Hasbro Finally Drops Scrabulous Lawsuit
The Associated Press reports that Hasbro Inc. has now dropped the lawsuit it launched earlier this year against Rajat and Jayant Agarwalla, the creators of Scrabulous, a Scrabble clone that found a sizable following on Facebook. We previously discussed Scrabulous' return to Facebook under a different name, as well as the "official" Scrabble client, which was not exactly well received. Hasbro's IP rights to the game are limited to North America, and the AP story adds: "Mattel, which owns the rights to Scrabble outside of North America, filed a lawsuit against the brothers in India claiming violations of intellectual property. It was not immediately clear what the status of that lawsuit is."
My wife absolutely crushes me every time we play. It was bad enough when she dominated me in physical sports but this is too much. I was really hoping they would get shut down.
It's hard to believe that's how Micronians are made. Why don't we see it right now by having you both kiss one another?
You are now constrained in terms of which board layouts you can create in Wordscraper which prevents you from creating a board with the same bonus pattern as the scrabble board.
Some guy has figured out the rules:
http://tinyurl.com/63fwjk
I wouldn't have thought Hasbro had a legal leg to stand on with forcing wordscraper preventing users being able to create certain board layouts, but perhaps wordscraper just bowed to pressure to avoid legal hassle.

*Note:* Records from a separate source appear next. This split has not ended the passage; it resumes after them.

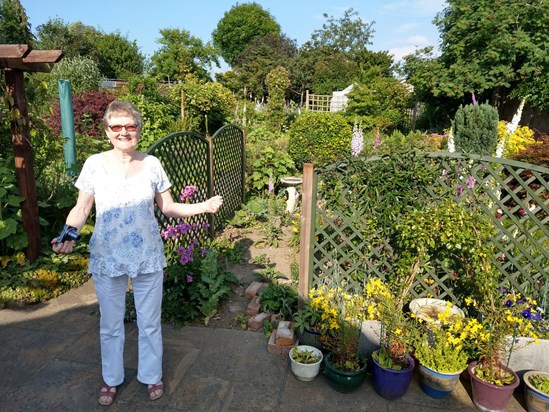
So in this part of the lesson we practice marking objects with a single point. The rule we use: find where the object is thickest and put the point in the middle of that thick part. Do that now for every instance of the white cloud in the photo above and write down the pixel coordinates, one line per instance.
(411, 44)
(418, 40)
(416, 7)
(405, 27)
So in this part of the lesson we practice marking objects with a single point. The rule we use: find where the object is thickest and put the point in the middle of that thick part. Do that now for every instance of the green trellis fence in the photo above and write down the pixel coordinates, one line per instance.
(215, 165)
(514, 195)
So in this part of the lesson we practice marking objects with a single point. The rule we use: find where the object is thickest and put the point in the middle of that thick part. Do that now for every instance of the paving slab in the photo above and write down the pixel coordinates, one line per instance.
(49, 356)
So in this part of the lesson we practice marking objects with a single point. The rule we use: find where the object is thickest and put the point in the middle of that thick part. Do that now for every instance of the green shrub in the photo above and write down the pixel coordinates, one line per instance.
(12, 236)
(23, 283)
(279, 299)
(270, 165)
(194, 290)
(476, 129)
(319, 138)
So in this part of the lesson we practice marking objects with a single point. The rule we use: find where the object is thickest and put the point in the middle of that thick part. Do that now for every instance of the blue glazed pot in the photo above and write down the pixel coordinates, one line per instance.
(437, 384)
(392, 384)
(536, 400)
(343, 381)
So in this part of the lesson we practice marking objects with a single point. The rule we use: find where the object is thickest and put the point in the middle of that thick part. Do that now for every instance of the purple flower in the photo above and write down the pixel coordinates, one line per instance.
(357, 142)
(471, 182)
(188, 193)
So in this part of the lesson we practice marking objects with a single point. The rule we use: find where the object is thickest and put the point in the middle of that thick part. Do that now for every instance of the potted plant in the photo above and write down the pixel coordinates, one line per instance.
(442, 351)
(392, 364)
(503, 315)
(536, 390)
(305, 362)
(307, 322)
(342, 317)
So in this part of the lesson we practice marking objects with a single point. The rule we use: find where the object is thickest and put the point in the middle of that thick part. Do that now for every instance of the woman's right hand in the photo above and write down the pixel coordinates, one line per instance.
(66, 247)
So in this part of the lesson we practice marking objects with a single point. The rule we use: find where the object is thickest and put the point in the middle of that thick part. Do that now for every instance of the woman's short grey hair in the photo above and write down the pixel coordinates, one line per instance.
(118, 107)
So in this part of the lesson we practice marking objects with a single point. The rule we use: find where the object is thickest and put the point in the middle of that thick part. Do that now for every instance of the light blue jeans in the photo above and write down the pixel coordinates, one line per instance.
(111, 295)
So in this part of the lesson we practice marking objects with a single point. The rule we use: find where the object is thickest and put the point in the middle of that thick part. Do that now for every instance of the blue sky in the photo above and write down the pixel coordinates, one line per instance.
(400, 25)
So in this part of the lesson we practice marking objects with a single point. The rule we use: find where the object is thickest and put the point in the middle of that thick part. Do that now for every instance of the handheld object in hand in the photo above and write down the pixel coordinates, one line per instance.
(68, 233)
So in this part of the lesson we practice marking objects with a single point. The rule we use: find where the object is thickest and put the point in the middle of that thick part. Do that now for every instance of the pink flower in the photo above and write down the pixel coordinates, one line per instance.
(188, 193)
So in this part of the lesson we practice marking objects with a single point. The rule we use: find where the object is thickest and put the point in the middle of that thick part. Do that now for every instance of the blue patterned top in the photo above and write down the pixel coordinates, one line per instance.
(126, 238)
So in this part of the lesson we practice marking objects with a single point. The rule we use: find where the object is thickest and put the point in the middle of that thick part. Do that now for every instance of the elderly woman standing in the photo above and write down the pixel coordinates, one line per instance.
(124, 184)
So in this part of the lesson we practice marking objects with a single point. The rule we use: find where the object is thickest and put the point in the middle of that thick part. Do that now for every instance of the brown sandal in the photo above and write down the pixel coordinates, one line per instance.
(152, 391)
(108, 393)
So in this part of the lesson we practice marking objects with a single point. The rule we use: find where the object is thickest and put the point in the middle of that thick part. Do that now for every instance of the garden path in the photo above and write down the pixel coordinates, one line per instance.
(232, 312)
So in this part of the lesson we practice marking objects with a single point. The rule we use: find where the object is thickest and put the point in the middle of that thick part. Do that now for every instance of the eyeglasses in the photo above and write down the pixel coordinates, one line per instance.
(118, 128)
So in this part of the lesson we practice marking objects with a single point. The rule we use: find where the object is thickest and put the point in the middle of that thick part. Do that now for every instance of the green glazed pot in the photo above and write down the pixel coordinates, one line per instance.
(343, 381)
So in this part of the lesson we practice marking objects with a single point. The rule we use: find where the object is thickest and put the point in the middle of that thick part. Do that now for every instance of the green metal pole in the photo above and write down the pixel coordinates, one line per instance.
(67, 126)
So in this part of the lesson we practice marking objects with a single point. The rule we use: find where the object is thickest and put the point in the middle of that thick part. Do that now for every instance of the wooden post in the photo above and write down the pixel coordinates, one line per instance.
(306, 231)
(24, 169)
(16, 59)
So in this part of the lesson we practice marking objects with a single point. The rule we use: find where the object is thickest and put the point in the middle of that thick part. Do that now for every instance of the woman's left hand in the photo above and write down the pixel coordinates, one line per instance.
(213, 204)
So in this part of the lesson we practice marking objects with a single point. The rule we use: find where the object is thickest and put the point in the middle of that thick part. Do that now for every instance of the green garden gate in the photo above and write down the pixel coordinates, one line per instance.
(214, 165)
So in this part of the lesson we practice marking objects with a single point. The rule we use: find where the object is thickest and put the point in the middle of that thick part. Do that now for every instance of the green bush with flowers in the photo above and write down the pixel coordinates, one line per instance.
(340, 323)
(445, 345)
(516, 142)
(503, 315)
(397, 334)
(194, 280)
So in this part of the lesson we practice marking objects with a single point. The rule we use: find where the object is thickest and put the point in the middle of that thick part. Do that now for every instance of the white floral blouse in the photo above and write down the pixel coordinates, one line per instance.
(126, 238)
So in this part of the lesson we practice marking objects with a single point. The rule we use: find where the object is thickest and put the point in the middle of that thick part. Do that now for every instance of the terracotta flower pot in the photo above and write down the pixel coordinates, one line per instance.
(536, 401)
(489, 397)
(437, 384)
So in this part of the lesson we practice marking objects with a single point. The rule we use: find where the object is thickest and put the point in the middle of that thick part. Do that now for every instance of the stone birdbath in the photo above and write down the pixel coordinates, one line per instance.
(291, 182)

The damage is done, they've crushed Scrabulous into non-existence, what else is there to do?
Many law suits have demonstrated that the idea of a game simply can't be copyrighted, only the name and IP. Arguably the only thing Scrabulous could've been caught on legally in this respect was the name, Scrabulous. A court case against someone for using a similar name wont find a sympathetic ear with a judge even then if the company hasn't at least given the defendant the option of changing the name out of court.
Really, I think the best they could've done legally is taken them to court over the name had they been unwilling to change it after an initial request out of court.
The lawsuit was probably there simply as a scare tactic to try and scare them into ceasing and desisting. This scare tactic worked to an extent, but now we're approaching the time they'd actually have to go to court and that they'd actually have to state their case they've backed off, because they know it was unwinnable based on similar past court cases.
If you could copyright a first person shooter where you have to fight off an alien invasion for example, then that would kill off most the FPS market. If someone however created an FPS called Doomer and it had all the weapons and characters of the original then this would be a valid court case.
The key is to ensure the only thing that's copied is the idea and concept and that the name and assets do not closely resemble the originals.